Hot on the heels of the news that both Vodafone and O2 are firing flak at Ofcom over Everything Everywhere's potential 4G LTE head-start later this year, Three is now doing its bit to muddy the UK's 4G waters as well.
Three's concern isn't Everything Everywhere's proposed 1800MHz plans, though, but the core auction and most important 800MHz spectrum.
According to a report in the Guardian, Three fears that the other big network players are going to squeeze it out of the 800MHz space. And that would be bad news for Three, as that's the choicest spectrum cut, with the ability to travel furthest across the country, and penetrate within buildings more effectively.
Three fears the current 4G auction rules aren't in its favour when it comes to ensuring a fair division of spectrum. It wants Ofcom to move to help it out and guarantee some 800MHz space will be available, and not all gobbled by the big three operators (O2, Vodafone, and Everything Everywhere).
Ofcom has already made provisions to ensure some spectrum is reserved for smaller fry networks, but not necessarily in the 800MHz slice.

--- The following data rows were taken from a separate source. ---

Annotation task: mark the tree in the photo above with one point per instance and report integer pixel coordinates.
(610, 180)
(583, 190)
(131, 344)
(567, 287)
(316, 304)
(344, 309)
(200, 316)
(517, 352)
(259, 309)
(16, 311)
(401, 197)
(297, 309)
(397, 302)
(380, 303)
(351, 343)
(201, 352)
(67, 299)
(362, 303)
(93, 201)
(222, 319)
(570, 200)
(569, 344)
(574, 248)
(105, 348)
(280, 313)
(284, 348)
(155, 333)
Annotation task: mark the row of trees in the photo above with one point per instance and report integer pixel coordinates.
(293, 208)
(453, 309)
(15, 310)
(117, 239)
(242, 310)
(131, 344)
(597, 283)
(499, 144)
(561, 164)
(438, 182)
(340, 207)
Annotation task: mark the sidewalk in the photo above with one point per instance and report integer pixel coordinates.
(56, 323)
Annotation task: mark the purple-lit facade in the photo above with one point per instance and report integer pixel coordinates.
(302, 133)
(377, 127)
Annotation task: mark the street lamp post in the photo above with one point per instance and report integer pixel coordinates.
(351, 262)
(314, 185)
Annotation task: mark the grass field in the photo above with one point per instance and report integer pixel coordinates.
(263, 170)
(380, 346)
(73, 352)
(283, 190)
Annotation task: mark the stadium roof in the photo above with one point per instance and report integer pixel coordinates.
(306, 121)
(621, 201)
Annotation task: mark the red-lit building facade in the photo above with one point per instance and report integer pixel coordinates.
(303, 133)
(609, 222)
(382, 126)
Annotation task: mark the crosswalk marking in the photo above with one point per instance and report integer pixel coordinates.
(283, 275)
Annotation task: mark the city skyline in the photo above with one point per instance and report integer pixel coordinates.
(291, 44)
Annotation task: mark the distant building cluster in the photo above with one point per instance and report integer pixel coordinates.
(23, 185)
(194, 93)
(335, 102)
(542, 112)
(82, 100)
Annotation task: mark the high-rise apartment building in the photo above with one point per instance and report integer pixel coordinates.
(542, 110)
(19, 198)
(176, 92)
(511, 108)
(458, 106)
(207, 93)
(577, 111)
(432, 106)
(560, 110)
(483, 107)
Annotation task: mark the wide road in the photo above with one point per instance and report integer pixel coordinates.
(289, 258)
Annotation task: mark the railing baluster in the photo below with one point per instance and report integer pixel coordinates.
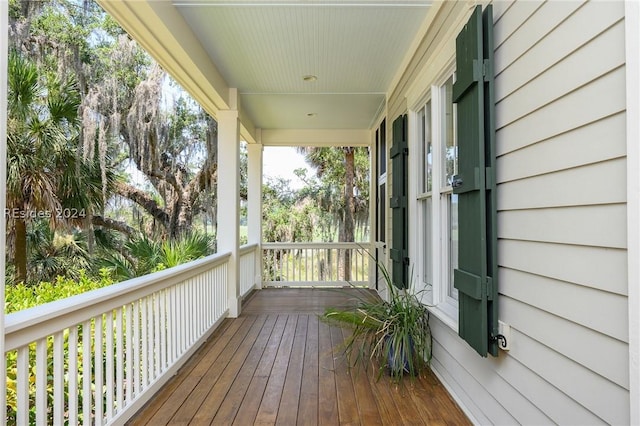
(86, 372)
(157, 346)
(72, 342)
(99, 372)
(109, 363)
(22, 377)
(58, 378)
(163, 330)
(136, 349)
(41, 381)
(95, 368)
(119, 361)
(144, 339)
(129, 336)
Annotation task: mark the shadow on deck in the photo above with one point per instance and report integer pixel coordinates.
(277, 364)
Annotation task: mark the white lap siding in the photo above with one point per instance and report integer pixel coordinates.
(561, 175)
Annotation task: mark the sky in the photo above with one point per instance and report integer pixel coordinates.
(280, 161)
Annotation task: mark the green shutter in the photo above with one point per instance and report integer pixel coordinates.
(476, 276)
(399, 204)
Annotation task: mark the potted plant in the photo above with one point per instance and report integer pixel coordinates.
(394, 334)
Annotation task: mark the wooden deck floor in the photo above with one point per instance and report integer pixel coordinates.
(277, 364)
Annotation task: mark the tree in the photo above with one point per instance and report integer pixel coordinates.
(41, 132)
(126, 116)
(343, 168)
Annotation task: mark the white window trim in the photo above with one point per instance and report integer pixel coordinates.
(442, 306)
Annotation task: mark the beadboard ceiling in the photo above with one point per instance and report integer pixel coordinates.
(264, 48)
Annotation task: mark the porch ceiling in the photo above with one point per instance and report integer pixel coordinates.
(264, 48)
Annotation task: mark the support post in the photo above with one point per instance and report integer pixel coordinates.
(228, 228)
(254, 203)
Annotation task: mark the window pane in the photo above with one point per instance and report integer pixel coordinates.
(381, 212)
(427, 217)
(422, 143)
(452, 210)
(382, 148)
(428, 148)
(450, 146)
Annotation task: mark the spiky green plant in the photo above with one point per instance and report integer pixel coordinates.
(394, 334)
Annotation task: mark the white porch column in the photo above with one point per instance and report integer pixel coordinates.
(254, 202)
(228, 228)
(4, 47)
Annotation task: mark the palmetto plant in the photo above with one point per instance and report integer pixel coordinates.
(394, 334)
(42, 129)
(144, 255)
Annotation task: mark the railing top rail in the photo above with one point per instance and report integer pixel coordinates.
(41, 321)
(247, 248)
(314, 245)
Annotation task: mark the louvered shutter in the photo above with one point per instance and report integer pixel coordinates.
(476, 275)
(399, 204)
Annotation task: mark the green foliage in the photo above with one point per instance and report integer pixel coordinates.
(394, 334)
(145, 255)
(22, 296)
(285, 215)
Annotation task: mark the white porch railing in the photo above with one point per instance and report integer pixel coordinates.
(248, 268)
(96, 358)
(315, 264)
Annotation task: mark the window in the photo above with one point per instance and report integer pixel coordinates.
(382, 181)
(436, 202)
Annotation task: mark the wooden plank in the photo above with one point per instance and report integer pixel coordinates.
(199, 394)
(251, 403)
(347, 406)
(222, 387)
(231, 405)
(327, 398)
(367, 408)
(268, 410)
(267, 369)
(290, 400)
(161, 408)
(308, 404)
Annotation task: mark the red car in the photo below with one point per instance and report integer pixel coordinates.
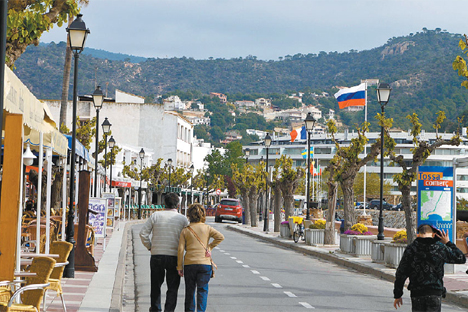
(229, 209)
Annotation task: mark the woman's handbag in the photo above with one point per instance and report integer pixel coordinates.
(207, 252)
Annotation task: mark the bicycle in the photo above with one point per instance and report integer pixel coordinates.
(298, 229)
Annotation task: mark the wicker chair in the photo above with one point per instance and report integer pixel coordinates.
(31, 294)
(62, 249)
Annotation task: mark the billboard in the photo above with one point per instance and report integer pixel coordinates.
(435, 197)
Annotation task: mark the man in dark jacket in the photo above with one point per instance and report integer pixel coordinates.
(423, 263)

Previously, it was thought Three wanted the 4G auction to happen as swiftly as possible, as the network was running out of bandwidth. However, new network upgrade plans mean that's no longer the case, hence Three has asserted that it's considering court action - which will bog down the 4G roll out further.
That's most definitely not what the UK needs, already being well behind schedule with next-gen mobile broadband compared to the US and other parts of Europe.
Vodafone rubbished Three's argument, and said it had plenty in the way of fiscal backing to compete in the spectrum auction.
A Vodafone spokesman said: "We still do not believe ... the case has been made for reserving any spectrum ... for Three. Ofcom should stop trying to over-engineer the release of new spectrum to run the next generation of mobile internet services and simply run a fair and open auction as soon as possible."
He added: "Three is backed by a multibillion-pound business the size of Barclays bank so has plenty of resources to take part in a fair and open auction."